The cultural disposition towards deals is likely cranked up by the influence that sanctions have had in recent years. The sanctions drove up the prices of imported goods or reduced supplies to zero. In either case, it’s understandable that such conditions have increased the receptivity of Iranians towards the prospect of saving a buck, be it in the form of discounts, loyalty programs, or sweepstake draws.

After apps and software, the second most desired category is clothing (23 percent), followed by event tickets (19 percent), insurance (19 percent), and electronics (17 percent). Iranians expect that in the next 6 months foreign companies will usher in greater access to electronics (65 percent), apps and software (43 percent), travel tickets (27 percent), games (25 percent), and clothing (21 percent).

“More international brands are flocking to Iran, therefore the availability of various products is increasing and so is the demand,” says Ehsan Golabgir, CEO of Albasco.com, a popular e-commerce portal in the country. “In the past year or so, we have experienced a significant growth in non consumer electronics products, especially in fashion and beauty.”

So what keeps the other 40 percent from jumping on the bandwagon? The top concern continues to be fraud. That’s followed by a whole host of issues ranging from the quality of products to payment security online.

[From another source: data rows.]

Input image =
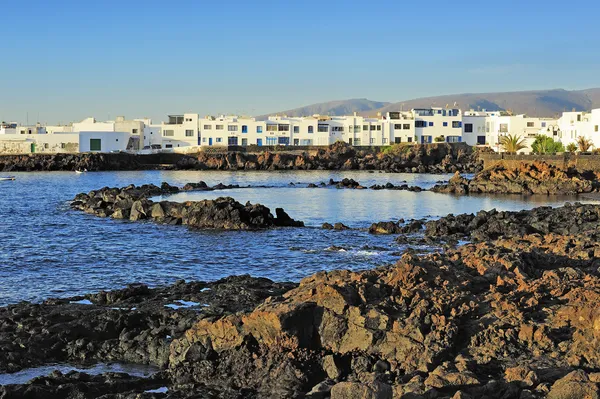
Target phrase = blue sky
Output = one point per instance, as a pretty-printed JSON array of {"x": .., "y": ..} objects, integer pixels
[{"x": 66, "y": 60}]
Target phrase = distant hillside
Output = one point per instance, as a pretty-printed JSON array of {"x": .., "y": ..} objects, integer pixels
[
  {"x": 342, "y": 107},
  {"x": 543, "y": 103}
]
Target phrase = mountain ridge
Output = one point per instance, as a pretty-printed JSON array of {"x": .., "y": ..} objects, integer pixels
[{"x": 539, "y": 103}]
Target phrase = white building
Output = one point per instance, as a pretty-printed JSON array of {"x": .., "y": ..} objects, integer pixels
[{"x": 180, "y": 131}]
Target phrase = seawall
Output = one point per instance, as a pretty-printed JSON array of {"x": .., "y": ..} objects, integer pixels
[
  {"x": 567, "y": 160},
  {"x": 89, "y": 161}
]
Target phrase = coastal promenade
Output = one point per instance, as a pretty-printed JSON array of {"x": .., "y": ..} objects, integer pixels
[{"x": 581, "y": 162}]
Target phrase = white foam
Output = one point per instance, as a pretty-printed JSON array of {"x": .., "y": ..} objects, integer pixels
[
  {"x": 179, "y": 304},
  {"x": 158, "y": 390},
  {"x": 83, "y": 302}
]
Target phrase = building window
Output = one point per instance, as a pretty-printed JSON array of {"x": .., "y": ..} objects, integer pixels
[{"x": 95, "y": 144}]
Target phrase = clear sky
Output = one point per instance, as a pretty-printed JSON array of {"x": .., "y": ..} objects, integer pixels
[{"x": 66, "y": 60}]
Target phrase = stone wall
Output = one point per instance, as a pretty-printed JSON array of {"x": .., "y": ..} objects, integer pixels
[
  {"x": 581, "y": 162},
  {"x": 14, "y": 147}
]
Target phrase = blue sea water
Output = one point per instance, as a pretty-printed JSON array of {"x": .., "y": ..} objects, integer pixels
[{"x": 49, "y": 250}]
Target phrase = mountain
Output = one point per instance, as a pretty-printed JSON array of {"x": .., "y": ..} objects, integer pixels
[
  {"x": 342, "y": 107},
  {"x": 542, "y": 103}
]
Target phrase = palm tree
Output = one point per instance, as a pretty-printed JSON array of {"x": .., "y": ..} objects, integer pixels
[
  {"x": 583, "y": 144},
  {"x": 512, "y": 143}
]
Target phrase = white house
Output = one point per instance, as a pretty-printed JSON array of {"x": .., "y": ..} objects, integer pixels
[{"x": 103, "y": 141}]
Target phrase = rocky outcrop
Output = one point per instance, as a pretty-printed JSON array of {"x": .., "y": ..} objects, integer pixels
[
  {"x": 528, "y": 178},
  {"x": 499, "y": 319},
  {"x": 514, "y": 316},
  {"x": 490, "y": 225},
  {"x": 135, "y": 324},
  {"x": 133, "y": 203},
  {"x": 431, "y": 158},
  {"x": 399, "y": 227}
]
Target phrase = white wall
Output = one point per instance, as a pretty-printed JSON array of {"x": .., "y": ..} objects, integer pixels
[
  {"x": 91, "y": 125},
  {"x": 110, "y": 141}
]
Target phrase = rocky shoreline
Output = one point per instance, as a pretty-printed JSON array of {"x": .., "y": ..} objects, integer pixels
[
  {"x": 133, "y": 203},
  {"x": 512, "y": 314},
  {"x": 527, "y": 178},
  {"x": 431, "y": 158}
]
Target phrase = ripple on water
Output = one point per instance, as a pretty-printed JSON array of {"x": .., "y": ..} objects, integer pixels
[
  {"x": 23, "y": 376},
  {"x": 47, "y": 249}
]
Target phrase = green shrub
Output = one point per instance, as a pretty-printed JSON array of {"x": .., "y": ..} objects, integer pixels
[{"x": 546, "y": 145}]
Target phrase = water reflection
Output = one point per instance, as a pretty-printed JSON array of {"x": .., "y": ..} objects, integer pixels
[{"x": 46, "y": 249}]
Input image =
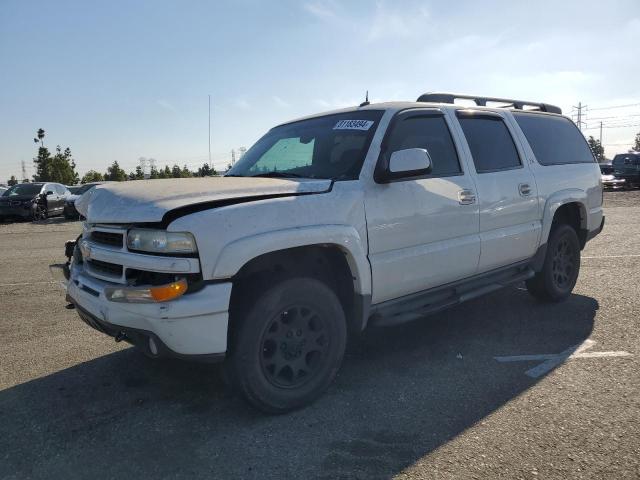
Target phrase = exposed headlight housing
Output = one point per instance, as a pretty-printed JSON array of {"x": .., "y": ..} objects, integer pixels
[{"x": 161, "y": 241}]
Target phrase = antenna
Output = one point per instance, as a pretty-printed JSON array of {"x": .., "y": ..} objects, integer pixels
[{"x": 366, "y": 100}]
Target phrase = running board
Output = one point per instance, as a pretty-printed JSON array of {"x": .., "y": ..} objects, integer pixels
[{"x": 421, "y": 304}]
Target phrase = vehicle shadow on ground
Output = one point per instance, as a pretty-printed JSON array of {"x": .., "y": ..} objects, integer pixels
[{"x": 402, "y": 392}]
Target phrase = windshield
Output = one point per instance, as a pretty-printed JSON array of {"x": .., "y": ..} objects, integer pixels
[
  {"x": 333, "y": 146},
  {"x": 23, "y": 189},
  {"x": 626, "y": 159}
]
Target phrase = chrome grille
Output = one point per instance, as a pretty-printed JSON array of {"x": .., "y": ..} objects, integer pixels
[
  {"x": 105, "y": 268},
  {"x": 112, "y": 239}
]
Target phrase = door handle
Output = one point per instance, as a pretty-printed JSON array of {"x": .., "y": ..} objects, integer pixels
[
  {"x": 524, "y": 189},
  {"x": 466, "y": 197}
]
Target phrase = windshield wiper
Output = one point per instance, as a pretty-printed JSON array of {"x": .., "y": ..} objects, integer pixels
[{"x": 279, "y": 175}]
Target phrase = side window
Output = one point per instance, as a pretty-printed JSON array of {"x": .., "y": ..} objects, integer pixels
[
  {"x": 429, "y": 132},
  {"x": 554, "y": 140},
  {"x": 490, "y": 142}
]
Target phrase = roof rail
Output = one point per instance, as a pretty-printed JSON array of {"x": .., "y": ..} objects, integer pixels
[{"x": 437, "y": 97}]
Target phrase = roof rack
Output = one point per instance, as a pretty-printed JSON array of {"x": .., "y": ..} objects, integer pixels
[{"x": 437, "y": 97}]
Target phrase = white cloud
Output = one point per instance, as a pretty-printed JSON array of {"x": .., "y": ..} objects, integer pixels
[
  {"x": 324, "y": 10},
  {"x": 398, "y": 23},
  {"x": 280, "y": 102},
  {"x": 166, "y": 105},
  {"x": 242, "y": 103}
]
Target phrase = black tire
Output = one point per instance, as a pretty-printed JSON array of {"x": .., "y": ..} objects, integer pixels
[
  {"x": 288, "y": 346},
  {"x": 561, "y": 268},
  {"x": 39, "y": 213}
]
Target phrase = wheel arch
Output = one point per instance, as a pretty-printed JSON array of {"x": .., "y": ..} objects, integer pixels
[
  {"x": 335, "y": 255},
  {"x": 567, "y": 206}
]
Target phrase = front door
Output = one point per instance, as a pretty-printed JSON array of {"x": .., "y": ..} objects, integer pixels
[{"x": 423, "y": 232}]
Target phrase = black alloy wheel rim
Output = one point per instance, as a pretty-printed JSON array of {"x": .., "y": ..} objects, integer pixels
[
  {"x": 293, "y": 346},
  {"x": 564, "y": 264}
]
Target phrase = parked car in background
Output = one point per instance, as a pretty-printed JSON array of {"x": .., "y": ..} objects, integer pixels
[
  {"x": 626, "y": 166},
  {"x": 34, "y": 201},
  {"x": 368, "y": 216},
  {"x": 70, "y": 211},
  {"x": 609, "y": 180}
]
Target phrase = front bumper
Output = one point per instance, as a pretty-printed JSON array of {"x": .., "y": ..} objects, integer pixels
[
  {"x": 193, "y": 326},
  {"x": 70, "y": 210}
]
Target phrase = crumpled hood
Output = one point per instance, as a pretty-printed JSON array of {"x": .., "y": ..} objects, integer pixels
[{"x": 145, "y": 201}]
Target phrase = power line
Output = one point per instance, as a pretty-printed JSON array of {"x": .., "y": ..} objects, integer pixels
[{"x": 618, "y": 106}]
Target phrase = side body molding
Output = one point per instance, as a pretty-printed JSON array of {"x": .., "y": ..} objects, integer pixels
[
  {"x": 237, "y": 253},
  {"x": 555, "y": 201}
]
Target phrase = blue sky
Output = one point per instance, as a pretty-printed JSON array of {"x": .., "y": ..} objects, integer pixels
[{"x": 120, "y": 80}]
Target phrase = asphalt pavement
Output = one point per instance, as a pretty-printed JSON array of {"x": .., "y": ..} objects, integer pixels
[{"x": 428, "y": 399}]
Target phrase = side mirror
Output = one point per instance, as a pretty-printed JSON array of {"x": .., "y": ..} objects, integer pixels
[{"x": 411, "y": 162}]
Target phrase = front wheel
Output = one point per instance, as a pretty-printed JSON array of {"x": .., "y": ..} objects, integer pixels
[
  {"x": 39, "y": 213},
  {"x": 289, "y": 345},
  {"x": 561, "y": 267}
]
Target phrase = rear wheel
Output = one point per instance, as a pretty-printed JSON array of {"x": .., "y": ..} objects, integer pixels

“Iran’s online banking system, contrary to outside view, is pretty solid when it come to fraud protection,” says Hossein Entekhabi, Operations Director at Bamilo, an 18-month startup that is now the second largest e-commerce company in Iran. “There are challenges with invalid payments or terminated transactions on payment gateway; nevertheless payment fraud is very low, especially compared to high rates of offline banking fraud.”

People are often surprised when they hear how comfortable Iranians are paying online. 87 percent shop using their debit card that can be used to purchase online when activated to the Shetab network, an interbank card switch introduced back in 2002.

“Iranians are generally well disposed to paying online because the central bank was the first to introduce and encourage it as a means to pay for their utilities,” says Dr. Aliakbar Jalali, a Professor at Iran University of Science and Technology, considered to be the father of IT in Iran. “So by the time e-commerce portals made their appearance, they were already adapted to punching in their debit card details to make an online transaction.”

This effectively turns their debit card into the single easiest mode of payment. Twenty percent are shopping daily using their debit card, 24 percent weekly, and 28 percent on a monthly basis.

“The growth of online purchasing is picking up at rates unseen in any other markets,” adds Entekhabi. “Most of goods and services are concentrated in Tehran and through ecommerce the rest of the country has instantaneous access to a range of products and services that was never possible.”

The percentage of Iranians with foreign credit cards is another high value target for potential investors. Roughly 11 percent of Iranians hold credit cards like Visa and Mastercard, which means they either have a passport in another country that provides them with access to credit cards, or else they have acquired prepaid credit cards in neighboring countries like Georgia or the United Arab Emirates.